The players do their lap. We move a little closer. We wave our flag and sing and soak in the moment. They know this is for the fans too. They know we're a part of the pack. This is for us and them. Bob shows us his jumper under his shirt. Of course he's wearing it. Of course.
The players head under the stands, into their rooms to sing the song again. We watch on the big screen, and sing along. We're all a part of it. If 99,981 people could fit in those rooms we'd be singing with them.
We make our way around to the roped off section for the post game concert and just sit. We respond to messages, listen to the music, smile at each other and at strangers, but mostly we just sit. We're spent. Emotionally wrung out in the best possible way. We're told the players are arriving so we decide to head out and stand on the hallowed turf for that. My husband picks up a handful of grass and puts it in his pocket. I grab a few tufts and put one in my locket. We'll remember this day forever.

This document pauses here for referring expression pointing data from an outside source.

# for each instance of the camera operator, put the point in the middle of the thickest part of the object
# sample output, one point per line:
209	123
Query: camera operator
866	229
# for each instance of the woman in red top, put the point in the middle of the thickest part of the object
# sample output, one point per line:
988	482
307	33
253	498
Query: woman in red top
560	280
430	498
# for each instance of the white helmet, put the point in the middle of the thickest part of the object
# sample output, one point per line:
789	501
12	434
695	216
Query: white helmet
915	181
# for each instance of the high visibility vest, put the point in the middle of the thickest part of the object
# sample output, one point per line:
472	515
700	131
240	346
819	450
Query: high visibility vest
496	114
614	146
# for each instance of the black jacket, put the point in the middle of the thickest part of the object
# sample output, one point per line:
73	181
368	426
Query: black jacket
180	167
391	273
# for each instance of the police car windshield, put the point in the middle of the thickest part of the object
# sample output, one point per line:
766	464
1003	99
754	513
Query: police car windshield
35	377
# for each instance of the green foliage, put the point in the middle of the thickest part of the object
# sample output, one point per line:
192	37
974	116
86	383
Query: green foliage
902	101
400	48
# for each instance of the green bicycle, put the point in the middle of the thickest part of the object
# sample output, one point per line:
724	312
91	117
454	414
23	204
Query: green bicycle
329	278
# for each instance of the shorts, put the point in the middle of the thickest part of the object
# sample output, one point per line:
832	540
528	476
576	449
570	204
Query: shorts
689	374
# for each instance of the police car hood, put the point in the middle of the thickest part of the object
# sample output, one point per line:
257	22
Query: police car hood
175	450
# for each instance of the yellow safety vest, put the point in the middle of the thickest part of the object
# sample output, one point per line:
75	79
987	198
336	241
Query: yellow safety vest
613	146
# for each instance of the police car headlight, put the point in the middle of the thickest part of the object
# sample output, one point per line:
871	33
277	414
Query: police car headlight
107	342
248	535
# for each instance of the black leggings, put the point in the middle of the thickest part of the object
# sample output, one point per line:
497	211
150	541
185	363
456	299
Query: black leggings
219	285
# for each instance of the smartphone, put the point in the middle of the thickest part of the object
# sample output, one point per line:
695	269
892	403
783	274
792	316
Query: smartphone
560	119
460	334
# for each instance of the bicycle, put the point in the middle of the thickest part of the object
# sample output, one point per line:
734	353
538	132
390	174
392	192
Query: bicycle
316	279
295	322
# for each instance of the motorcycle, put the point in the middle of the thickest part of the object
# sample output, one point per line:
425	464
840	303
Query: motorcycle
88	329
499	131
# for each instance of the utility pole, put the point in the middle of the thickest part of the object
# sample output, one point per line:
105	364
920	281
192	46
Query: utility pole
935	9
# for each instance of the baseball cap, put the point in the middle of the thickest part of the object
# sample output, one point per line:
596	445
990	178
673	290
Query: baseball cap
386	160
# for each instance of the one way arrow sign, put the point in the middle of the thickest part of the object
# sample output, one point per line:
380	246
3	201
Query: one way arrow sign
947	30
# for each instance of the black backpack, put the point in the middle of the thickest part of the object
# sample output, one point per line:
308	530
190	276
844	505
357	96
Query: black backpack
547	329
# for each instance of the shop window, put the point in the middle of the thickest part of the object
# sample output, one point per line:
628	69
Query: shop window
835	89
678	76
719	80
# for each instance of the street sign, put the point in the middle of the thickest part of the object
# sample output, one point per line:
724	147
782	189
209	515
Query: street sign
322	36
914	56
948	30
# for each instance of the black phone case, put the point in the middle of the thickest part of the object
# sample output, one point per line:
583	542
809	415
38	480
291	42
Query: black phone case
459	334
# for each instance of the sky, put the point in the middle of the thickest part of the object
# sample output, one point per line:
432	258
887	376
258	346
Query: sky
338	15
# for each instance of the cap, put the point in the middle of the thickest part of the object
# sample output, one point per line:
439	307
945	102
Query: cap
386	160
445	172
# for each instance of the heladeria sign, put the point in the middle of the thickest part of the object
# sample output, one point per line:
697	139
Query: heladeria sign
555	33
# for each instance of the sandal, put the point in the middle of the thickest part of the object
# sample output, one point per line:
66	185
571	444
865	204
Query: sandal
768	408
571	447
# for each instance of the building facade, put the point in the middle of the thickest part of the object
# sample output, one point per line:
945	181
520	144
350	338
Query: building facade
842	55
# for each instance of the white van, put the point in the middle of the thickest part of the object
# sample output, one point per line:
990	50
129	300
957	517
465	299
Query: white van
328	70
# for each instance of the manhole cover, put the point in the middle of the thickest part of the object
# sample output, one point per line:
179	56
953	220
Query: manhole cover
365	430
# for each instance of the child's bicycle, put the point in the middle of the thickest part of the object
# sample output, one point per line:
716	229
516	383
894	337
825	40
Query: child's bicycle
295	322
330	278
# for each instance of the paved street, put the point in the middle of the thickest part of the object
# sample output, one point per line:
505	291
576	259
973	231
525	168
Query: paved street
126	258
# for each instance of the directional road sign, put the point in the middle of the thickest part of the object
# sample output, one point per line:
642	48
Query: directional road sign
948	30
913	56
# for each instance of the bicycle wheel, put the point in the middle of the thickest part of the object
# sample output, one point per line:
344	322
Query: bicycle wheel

The team is met with rapturous applause and singing and joy. There's fireworks and more singing and then they're gone. It's dark now as we make the trek home. The train erupts into impromptu renditions of 'Sons of the West' on numerous occasions. We're still with our pack. We're grinning from ear to ear.
On Sunday morning we are relieved to find we didn't dream that day. For a split second our son isn't sure if he wants to go to Whitten Oval but we encourage him to come.
This little road trip is the culmination of a journey of a month, but really, a journey of many, many years. We're gathering with our pack one more time to celebrate something so wonderful.
When a boy in my class comes up to me on Monday morning and asks, "Miss, do you know when the Western Bulldogs last won a flag?" It is with cheeky delight that I reply, "Yes, I do... last Saturday!" and then the line up music plays, and of course it is "Sons of the West."